Nearly half of compliance and procurement professionals find it difficult to identify environmental, social and governance within customer due diligence processes. Brian Alster discusses this and other findings from a recent Dun & Bradstreet survey.
There is little doubt amongst supply chain industry experts that knowing and actively managing potential risk is essential to the success of an entire supply chain system. Supply chains are highly complex structures often spanning multiple countries and tiers of third parties’ outsourcing and offshoring outside of a company’s core operations, leaving them vulnerable to new and evolving risks every day.
Dun & Bradstreet’s third Compliance and Procurement Sentiment Report, which surveyed over 600 industry professionals from both the U.S. and U.K., found that environmental, social and governance (ESG) screening and monitoring was among the top concerns of industry professionals, a fast-rising third-party risk management issue.
While the tenets of ESG are generally understood as the measure of the sustainability and ethical impact of an organization, what remains to be clearly defined for organizations is how to monitor for, assess and comply with ESG standards within third-party risk management programs.
Most compliance and procurement teams do recognize environmental, social and governance as important factors to monitor within third-party risk management programs, but they also admit that it can be difficult to clearly identify and account for those issues.
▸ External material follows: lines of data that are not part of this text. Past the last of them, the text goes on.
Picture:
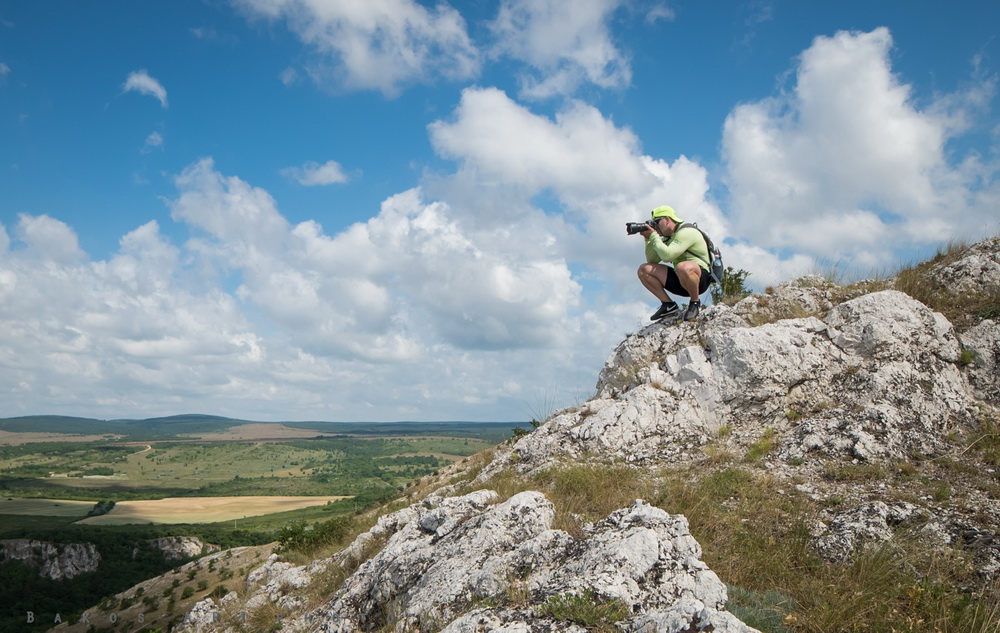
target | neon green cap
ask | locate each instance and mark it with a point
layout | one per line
(666, 212)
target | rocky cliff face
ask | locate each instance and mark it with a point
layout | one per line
(52, 560)
(806, 378)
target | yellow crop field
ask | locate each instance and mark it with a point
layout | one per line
(46, 507)
(201, 509)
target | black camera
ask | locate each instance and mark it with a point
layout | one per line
(637, 227)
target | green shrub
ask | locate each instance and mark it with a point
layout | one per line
(586, 609)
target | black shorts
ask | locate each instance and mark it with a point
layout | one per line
(673, 285)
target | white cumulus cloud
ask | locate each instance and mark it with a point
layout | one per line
(140, 81)
(847, 161)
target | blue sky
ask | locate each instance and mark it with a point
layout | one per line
(400, 210)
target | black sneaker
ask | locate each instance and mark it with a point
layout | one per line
(666, 309)
(692, 311)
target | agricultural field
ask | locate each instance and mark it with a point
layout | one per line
(201, 509)
(117, 484)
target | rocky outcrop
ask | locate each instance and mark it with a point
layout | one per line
(876, 377)
(52, 560)
(807, 376)
(482, 566)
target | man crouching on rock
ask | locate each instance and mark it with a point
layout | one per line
(686, 251)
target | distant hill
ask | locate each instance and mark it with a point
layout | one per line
(176, 426)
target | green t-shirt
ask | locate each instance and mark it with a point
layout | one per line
(686, 244)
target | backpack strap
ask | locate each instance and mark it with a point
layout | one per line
(708, 242)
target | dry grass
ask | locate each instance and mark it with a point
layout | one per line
(962, 309)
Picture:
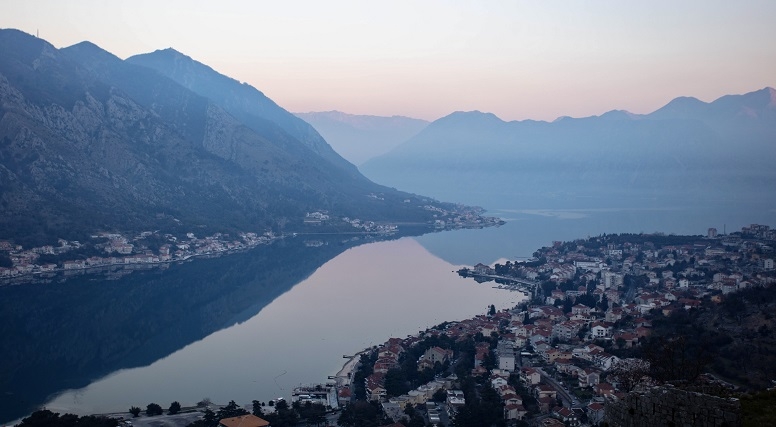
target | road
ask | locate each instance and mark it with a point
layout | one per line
(568, 400)
(177, 420)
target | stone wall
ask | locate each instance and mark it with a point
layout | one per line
(667, 406)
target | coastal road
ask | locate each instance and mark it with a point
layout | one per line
(568, 400)
(177, 420)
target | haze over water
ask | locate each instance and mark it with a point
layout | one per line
(364, 296)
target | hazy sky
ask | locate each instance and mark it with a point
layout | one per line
(425, 59)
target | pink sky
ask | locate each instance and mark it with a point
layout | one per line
(517, 59)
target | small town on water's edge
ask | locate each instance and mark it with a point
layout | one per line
(567, 355)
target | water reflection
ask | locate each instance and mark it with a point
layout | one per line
(243, 327)
(64, 335)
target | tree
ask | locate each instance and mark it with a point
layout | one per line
(257, 408)
(629, 373)
(175, 407)
(46, 418)
(231, 410)
(154, 409)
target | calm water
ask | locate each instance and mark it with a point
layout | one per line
(255, 325)
(360, 298)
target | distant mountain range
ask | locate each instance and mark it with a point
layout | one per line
(159, 141)
(359, 138)
(687, 150)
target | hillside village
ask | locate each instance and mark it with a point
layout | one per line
(561, 357)
(114, 250)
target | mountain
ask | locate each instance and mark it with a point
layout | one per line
(243, 101)
(359, 138)
(93, 143)
(687, 150)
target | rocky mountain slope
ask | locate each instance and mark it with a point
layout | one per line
(91, 142)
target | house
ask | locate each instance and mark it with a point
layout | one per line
(600, 330)
(506, 356)
(243, 421)
(567, 416)
(581, 309)
(432, 356)
(530, 376)
(545, 403)
(595, 413)
(604, 390)
(588, 377)
(544, 390)
(514, 412)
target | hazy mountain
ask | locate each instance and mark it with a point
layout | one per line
(243, 101)
(90, 142)
(687, 149)
(359, 138)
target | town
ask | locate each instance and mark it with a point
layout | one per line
(569, 353)
(111, 252)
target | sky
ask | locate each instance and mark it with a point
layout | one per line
(517, 59)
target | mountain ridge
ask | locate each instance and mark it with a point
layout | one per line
(686, 150)
(92, 143)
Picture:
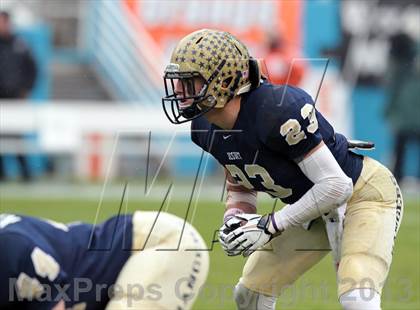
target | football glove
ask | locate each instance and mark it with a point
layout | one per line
(245, 233)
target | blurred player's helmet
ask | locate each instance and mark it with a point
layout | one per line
(220, 60)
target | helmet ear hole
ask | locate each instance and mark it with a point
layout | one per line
(226, 82)
(254, 73)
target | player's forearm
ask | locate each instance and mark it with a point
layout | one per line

In asking respondents to explain their concerns about the potential impact of ESG on their business in the next six months, over 43 percent of respondents admitted struggling to identify ESG factors within customer due diligence processes.
We also suspect that the growing concern around ESG is stemming from the decline in the current effectiveness of the screening and monitoring functions. In fact, 51 percent of those surveyed cited the need for more data to be able to identify and verify ESG entities.
Despite the roadblocks, understanding and recognizing ESG in supply chains benefits an organization beyond risk mitigation. For example, supply chains that manage ESG factors effectively typically have a quicker response to regulations or related legal obligations that require supply chain responsibility such as the U.K. Modern Slavery Act and environmental laws in China.
As technology and data production continue to evolve and disrupt industries and their supply chains, managing third-party risk will become more complex than just ESG screening and monitoring. Our latest survey also found that procurement and compliance professionals struggle to detect and respond to fraud, which has become harder to identify as relationships between suppliers, customers and third parties become more multifaceted. The level of complexity and intricacy at which supply chains operate is ever-increasing, and it’s up to industry professionals to stay on top of new trends and technologies that are both disrupting and improving their job functions.
More broadly, our survey revealed that industry professionals are facing increasing pressures to maintain compliance in a constantly changing global business environment. Regulations and sanctions – and the due diligence efforts needed to meet regulatory requirements that change on a dime – are tough to keep up with. In fact, 56 percent of respondents said that regulations are a barrier to doing their job effectively. What’s more, 37 percent of respondents in the U.S. said that they do not know how Brexit would impact their business.
To keep abreast of new risks and potential supply chain disruptions, it’s imperative that compliance and procurement officers remain vigilant in their management of third-party risk, particularly as technology evolves, regulations change and global tensions manifest and shift. Having visibility into crucial information, like corporate hierarchies and the ultimate beneficial owners, is an essential part of this equation. In this way, businesses can stay nimble when unexpected disruptions arise and anticipate new potential challenges before the damage is done.